En 2022, le Pentagone fit savoir qu’il avait retenu Sig Sauer pour remplacer les carabines M4 et les fusils d’assaut M16 ainsi que les mitrailleuses M249 de l’US Army, dans le cadre du programme NGSW [Next Generation Squad Weapon], lancé cinq ans plus tôt.
L’objectif était donc de mettre au point deux nouvelles armes, à savoir le XM-7 [ex-NGSW « Rifle »] et le XM-250 [ex-NGSW « Automatic Rifle »], censées avoir une précision et une létalité accrues, tout en étant plus silencieuses.
Pour cela, il fut décidé que ces nouvelles armes utiliseraient des cartouches de 6,8 x 51 mm… alors que le calibre 5,56 x 45 mm est la norme pour les fusils d’assaut en service au sein de l’Otan. Pour justifier ce choix, l’US Army fit valoir que de telles munitions offriraient une « capacité de pénétration supérieure ainsi qu’une meilleure précision ». Les « munitions de 5,56 mm risquent de ne plus être efficaces face à des gilets pare-balles vendus pour 250 dollars », avait-elle insisté.
Alors que l’Otan a dit vouloir une applications plus strictes de ses normes en matière de production de munitions – en particulier pour les obus d’artillerie de 155 mm – afin de garantir l’interopérabilité entre États membres, le choix de l’US Army interroge… à moins que d’autres forces armées de l’Alliance ne décident également d’adopter le calibre 6,8 x 51 mm.
Lors de l’édition 2024 du salon de l’armement aéroterrestre EuroSatory, Ron Cohen, le PDG de Sig Sauer, a confié que ce calibre « pourrait susciter un plus grand intérêt de la part d’autres pays de l’Otan ». A priori, rapporte Army Recognition, le 6,8 x 51 mm serait sur le point d’être adopté par plusieurs « pays nordiques ».
« La transition vers les munitions hybrides 6,8 x 51 mm s’inscrit dans une vision plus large de modernisation des forces armées des pays nordiques.
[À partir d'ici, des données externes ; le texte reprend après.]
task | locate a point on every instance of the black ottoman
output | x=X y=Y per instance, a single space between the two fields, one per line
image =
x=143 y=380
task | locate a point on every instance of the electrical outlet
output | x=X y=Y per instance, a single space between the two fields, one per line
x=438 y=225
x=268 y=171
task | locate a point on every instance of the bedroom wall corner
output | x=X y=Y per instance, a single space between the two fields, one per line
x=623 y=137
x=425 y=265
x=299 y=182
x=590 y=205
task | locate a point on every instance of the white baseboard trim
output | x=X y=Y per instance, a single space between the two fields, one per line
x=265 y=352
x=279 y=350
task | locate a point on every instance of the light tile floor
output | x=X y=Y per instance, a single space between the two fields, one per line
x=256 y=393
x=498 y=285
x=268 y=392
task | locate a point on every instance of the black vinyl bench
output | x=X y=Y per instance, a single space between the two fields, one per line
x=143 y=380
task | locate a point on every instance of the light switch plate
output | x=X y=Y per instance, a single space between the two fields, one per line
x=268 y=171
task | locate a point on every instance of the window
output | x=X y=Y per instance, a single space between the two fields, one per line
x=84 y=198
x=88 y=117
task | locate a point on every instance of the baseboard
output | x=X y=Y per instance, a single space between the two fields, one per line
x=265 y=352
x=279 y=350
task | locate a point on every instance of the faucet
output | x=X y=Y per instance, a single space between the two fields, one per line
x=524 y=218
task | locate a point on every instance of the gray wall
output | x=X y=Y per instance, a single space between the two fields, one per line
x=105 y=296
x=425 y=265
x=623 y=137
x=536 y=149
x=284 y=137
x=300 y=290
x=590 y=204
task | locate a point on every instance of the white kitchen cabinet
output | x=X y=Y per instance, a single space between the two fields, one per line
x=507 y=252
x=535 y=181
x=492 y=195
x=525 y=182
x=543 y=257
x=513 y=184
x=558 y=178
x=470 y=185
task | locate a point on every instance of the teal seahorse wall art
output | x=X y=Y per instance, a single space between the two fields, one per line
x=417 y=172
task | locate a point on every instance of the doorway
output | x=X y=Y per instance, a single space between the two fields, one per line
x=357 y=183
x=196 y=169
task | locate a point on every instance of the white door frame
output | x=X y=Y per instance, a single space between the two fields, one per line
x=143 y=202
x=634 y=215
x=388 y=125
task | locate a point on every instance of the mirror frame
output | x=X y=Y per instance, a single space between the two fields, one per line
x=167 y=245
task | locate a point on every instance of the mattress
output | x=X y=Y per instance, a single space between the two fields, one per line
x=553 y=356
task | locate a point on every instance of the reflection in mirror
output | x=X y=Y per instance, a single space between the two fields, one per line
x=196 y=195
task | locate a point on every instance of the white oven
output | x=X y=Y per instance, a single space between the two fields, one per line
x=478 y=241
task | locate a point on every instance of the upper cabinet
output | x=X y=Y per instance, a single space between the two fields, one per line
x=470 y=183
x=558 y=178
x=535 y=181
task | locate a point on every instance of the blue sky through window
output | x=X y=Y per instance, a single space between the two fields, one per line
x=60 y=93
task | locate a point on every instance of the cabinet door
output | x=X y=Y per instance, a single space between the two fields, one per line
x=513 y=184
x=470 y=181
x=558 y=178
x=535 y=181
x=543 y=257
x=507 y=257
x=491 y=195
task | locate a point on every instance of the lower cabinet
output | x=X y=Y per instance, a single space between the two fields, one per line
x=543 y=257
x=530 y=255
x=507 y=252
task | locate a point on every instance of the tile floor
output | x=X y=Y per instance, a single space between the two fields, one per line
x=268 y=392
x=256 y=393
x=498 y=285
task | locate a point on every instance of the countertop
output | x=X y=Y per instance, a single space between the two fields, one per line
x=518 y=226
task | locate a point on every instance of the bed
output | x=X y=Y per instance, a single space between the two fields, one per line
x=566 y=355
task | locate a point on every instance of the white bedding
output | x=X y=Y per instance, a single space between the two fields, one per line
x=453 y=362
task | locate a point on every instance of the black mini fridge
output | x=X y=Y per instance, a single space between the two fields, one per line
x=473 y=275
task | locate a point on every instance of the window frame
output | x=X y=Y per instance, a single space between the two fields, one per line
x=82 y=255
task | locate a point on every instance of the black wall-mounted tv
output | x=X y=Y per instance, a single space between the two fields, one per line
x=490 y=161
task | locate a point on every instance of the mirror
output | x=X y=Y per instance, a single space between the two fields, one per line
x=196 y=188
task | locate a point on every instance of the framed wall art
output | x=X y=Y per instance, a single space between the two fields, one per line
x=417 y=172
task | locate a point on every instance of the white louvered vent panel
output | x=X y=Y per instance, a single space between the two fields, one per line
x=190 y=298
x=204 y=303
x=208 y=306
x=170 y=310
Cette initiative pourrait inspirer d’autres pays membres de l’Otan à suivre la même voie, renforçant ainsi la cohésion et la puissance de l’Alliance », écrit le site spécialisé, en se basant sur des déclarations de dirigeants de Sig Sauer.
En France, le choix de l’US Army en faveur du calibre 6,8 x 51 mm avait été analysé dans un rapport parlementaire publié en septembre 2020. « Ce qui se passe aux États-Unis en matière de développement de nouveaux calibres doit retenir toute notre attention », avait prévenu Jean-Pierre Curbertafon, alors député.
« L’apparition et la généralisation d’un nouveau calibre […] pourrait […] avoir un impact important sur les standards de l’Otan : les États-Unis étant la nation-cadre par excellence au sein de l’Alliance atlantique, s’ils changent de calibre, ce dernier deviendra quasi nécessairement la norme de l’Otan à laquelle nous devrons tous nous plier », avait-il développé lors de l’examen du rapport en question par la commission de la Défense.
Aussi, avait poursuivi M. Cubertafon, « ce standard pourrait devenir le standard européen et le marché des munitions de petit calibre évoluer », avec, pour la France, la nécessité d’adopter, à terme, des fusils d’assaut compatibles avec des munitions de 6,8 x 51 mm… qu’aucun pays en Europe ne produit. « Nous serions [alors] complètement dépendants des États-Unis », avait-il prévenu. Sauf à conserver le 5.56 mm et, par conséquent, et « à [ne] plus être interopérables avec nos alliés américains et à être en retard d’une guerre sur le plan technologique ».